On an early spring day in 1844, a solitary man astride a horse traveled across a well-worn Indian trail in search of an ideal spot to settle in the new Oregon country. After crossing a stream that would later bear his name and traveling some distance through dense timber, 26-year-old John Gordon Baker emerged into a clearing of rolling meadows where lush, waist-high grass waved gently in the Oregon breeze. Little did he know that these meadows would soon form the foundation for the thriving community of McMinnville. Closely following in Baker’s footsteps was William T. Newby, who had been a traveling companion of Baker’s during the Great Migration of 1843. Newby took up a claim immediately to the south of Baker’s, and this is where the city proceeded to grow. Samuel Cozine, another immigrant in the 1843 wagon train, settled to the south of Newby. Soon other members of the 1843 Great Migration and subsequent wagon trains came rolling to a stop around their friends and acquaintances.

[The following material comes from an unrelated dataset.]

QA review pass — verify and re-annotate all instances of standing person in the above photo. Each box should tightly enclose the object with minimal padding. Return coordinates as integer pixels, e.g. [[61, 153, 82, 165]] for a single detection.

Between the years 1885 and 1912, most of the historic business structures were built. They were constructed primarily of brick and were the successors of the town’s earlier wooden business structures. Building activity peaked in 1928, with McMinnville’s commercial center extending from City Park on the west to the railroad tracks on the east. Through the years, McMinnville has continued to expand while remaining sensitive to its history and the buildings associated with its past. Many of the buildings from that era are still intact today.
– Ruth Stoller
In 1987, the McMinnville Historic District, which includes historically significant buildings built between 1884 and 1937, were entered into the National Register of Historic Places. The District consists of a nine-block area and is comprised of 64 historic properties in 14 easy-to-walk blocks.
In February of 2015, the McMinnville Downtown Association received funding to develop a comprehensive inventory on the buildings and businesses within the MDA’s historic district. For this project, private, county and state archives, personal interviews, historic newspapers, local high school and college yearbooks, city directories, maps, and other documents were compiled.
We hope HistoricMac.com will serve as a living history of McMinnville’s historic district – past, present and future, and be used by residents, students, historians and tourists alike.